UPDATE: The East Bay Times has published a powerfully moving group portrait of the victims: “They were musicians, fans and artists, mostly in their 20s and 30s, who loved the weird, the surreal and each other. This was no random gathering of people who saw a flier about a party. To many, this was a surrogate family, an eclectic group that had spent many similar nights together, dancing and making music. They knew and admired each other’s work, played gigs together, ran sound and video for each other’s shows.”

And don’t miss this incredible piece; painful to read but the writers deserve a Pulitzer: http://www.eastbaytimes.com/2016/12/11/oakland-fire-ghost-ship-last-hours/

7 thoughts on “The Oakland Fire Tragedy and Higher Education

  1. Pingback: More on the Oakland Fire Tragedy | ACADEME BLOG

  2. Very good commentary that I wish more tenured faculty would take time to really engage with.

    One request: Please don’t “deadname” trans people. It’s very insensitive, as many trans folks find it hurtful, invalidating, or even traumatizing. If you feel tenderly toward those who died, please edit your post accordingly.

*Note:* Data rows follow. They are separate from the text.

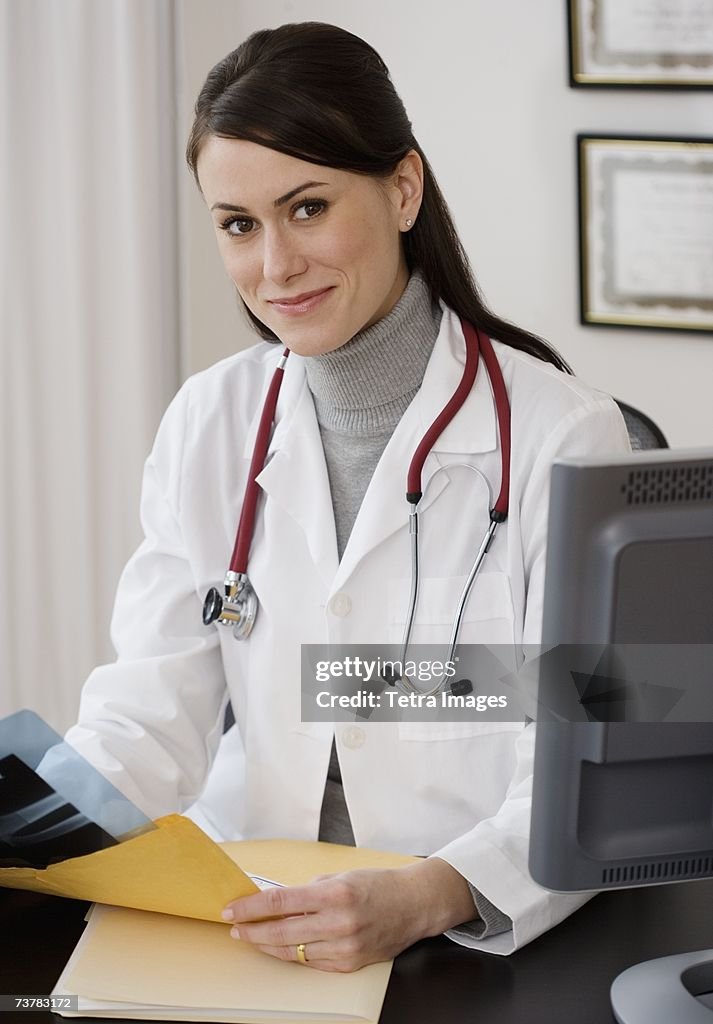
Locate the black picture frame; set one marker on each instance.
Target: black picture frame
(631, 59)
(645, 231)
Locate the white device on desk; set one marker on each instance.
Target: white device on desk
(618, 803)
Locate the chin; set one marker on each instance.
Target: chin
(306, 342)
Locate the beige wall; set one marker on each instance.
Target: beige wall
(486, 86)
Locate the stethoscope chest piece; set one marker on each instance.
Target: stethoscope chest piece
(238, 607)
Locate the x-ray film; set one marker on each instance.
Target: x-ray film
(53, 804)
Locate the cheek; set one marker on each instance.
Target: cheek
(239, 266)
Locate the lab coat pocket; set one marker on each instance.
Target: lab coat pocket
(488, 621)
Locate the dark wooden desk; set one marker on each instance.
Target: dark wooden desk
(564, 976)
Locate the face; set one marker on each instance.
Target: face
(316, 253)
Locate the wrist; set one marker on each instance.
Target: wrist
(444, 897)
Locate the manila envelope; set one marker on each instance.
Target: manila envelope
(177, 869)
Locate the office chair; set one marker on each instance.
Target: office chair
(643, 433)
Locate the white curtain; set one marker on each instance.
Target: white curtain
(88, 322)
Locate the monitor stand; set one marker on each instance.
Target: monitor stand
(669, 989)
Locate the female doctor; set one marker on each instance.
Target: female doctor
(336, 236)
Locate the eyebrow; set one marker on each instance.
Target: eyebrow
(278, 202)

    • To the best of my knowledge the names used in my post were those preferred by the deceased. That is the editorial policy at the SF Chronicle, from which my information came.

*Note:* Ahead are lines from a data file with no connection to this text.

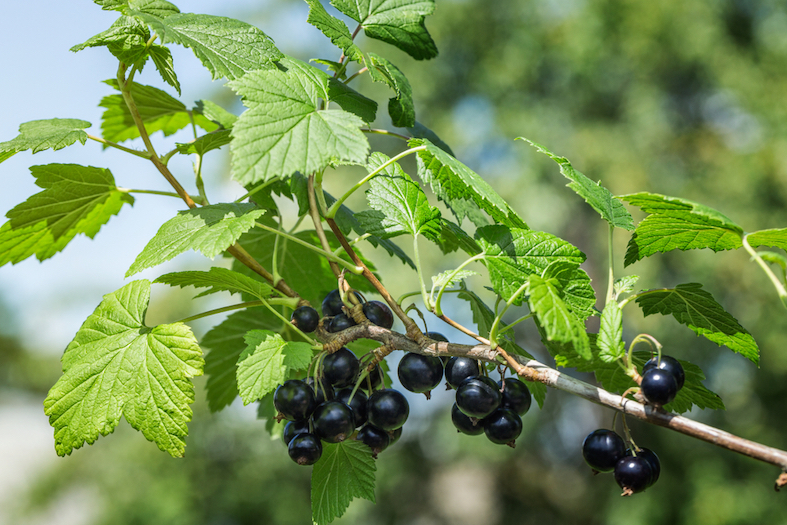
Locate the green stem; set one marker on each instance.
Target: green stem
(329, 255)
(765, 268)
(336, 205)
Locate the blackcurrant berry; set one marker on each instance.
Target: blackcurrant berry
(457, 369)
(477, 396)
(464, 424)
(375, 438)
(420, 373)
(332, 304)
(516, 396)
(658, 386)
(633, 474)
(340, 368)
(333, 421)
(340, 322)
(294, 400)
(669, 364)
(502, 426)
(387, 409)
(305, 318)
(293, 428)
(602, 449)
(305, 449)
(378, 313)
(358, 404)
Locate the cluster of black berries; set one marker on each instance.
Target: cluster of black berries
(634, 470)
(661, 380)
(326, 409)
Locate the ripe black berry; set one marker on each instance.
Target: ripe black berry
(633, 474)
(502, 426)
(375, 438)
(293, 428)
(516, 396)
(420, 373)
(294, 400)
(378, 313)
(340, 322)
(387, 409)
(669, 364)
(333, 421)
(305, 318)
(602, 449)
(340, 368)
(658, 386)
(464, 424)
(477, 396)
(305, 449)
(358, 404)
(332, 304)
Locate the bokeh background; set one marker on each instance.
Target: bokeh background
(681, 97)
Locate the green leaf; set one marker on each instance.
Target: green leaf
(399, 23)
(400, 107)
(460, 187)
(334, 29)
(40, 135)
(226, 343)
(697, 309)
(512, 254)
(345, 471)
(559, 324)
(776, 238)
(76, 199)
(399, 202)
(283, 132)
(159, 112)
(228, 48)
(484, 317)
(209, 230)
(266, 363)
(678, 224)
(217, 279)
(610, 335)
(599, 198)
(116, 366)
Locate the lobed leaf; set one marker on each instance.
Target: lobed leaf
(116, 366)
(209, 230)
(692, 306)
(678, 224)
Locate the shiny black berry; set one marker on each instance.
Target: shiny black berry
(305, 449)
(294, 400)
(293, 428)
(420, 373)
(516, 396)
(502, 426)
(602, 449)
(457, 369)
(340, 322)
(340, 368)
(332, 304)
(669, 364)
(464, 424)
(387, 409)
(658, 386)
(305, 318)
(358, 404)
(478, 396)
(333, 421)
(378, 313)
(633, 474)
(375, 438)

      • Yes, but you also published people’s former names. GLAAD has been calling on media to report appropriately on those killed and impacted. Their media guide specifically discusses disclosing birth names on this page: http://www.glaad.org/reference/covering-trans-community There, they say “Do not reveal a transgender person’s birth name without explicit permission from them. If the person is not able to answer questions about their birth name, err on the side of caution and do not reveal it.”

        As none of the dead can give you consent to reveal their birth names, you should not do so. Thanks.

        • Clearly I did not understand the meaning of your term “deadname.” I must say, however, that not only trans people change their names. For instance, many married folks do. And sometimes it’s useful to give the prior name, even of the deceased, perhaps to let others know of the passing. Still, I accept your point and will try to conform to this guideline in future.

          • Obviously there are many situations when people change names. However, when speaking of trans people, there are specific dangers and traumas associated with use and disclosure of their former names. Married people are not so likely to feel that their whole identity is being invalidated if you use their former name, because we don’t have a systemic history of invalidating the identity of married people. Also, when other married people see a person’s former name used, they aren’t likely to feel like their identity as a married person is suspect as well.

            It would be helpful if you’d edit your post so that it would be shareable without the trans reporting errors. I do think your compassionate perspective is valuable for other educators to read, but some educators are themselves trans and those errors are painful to stumble across.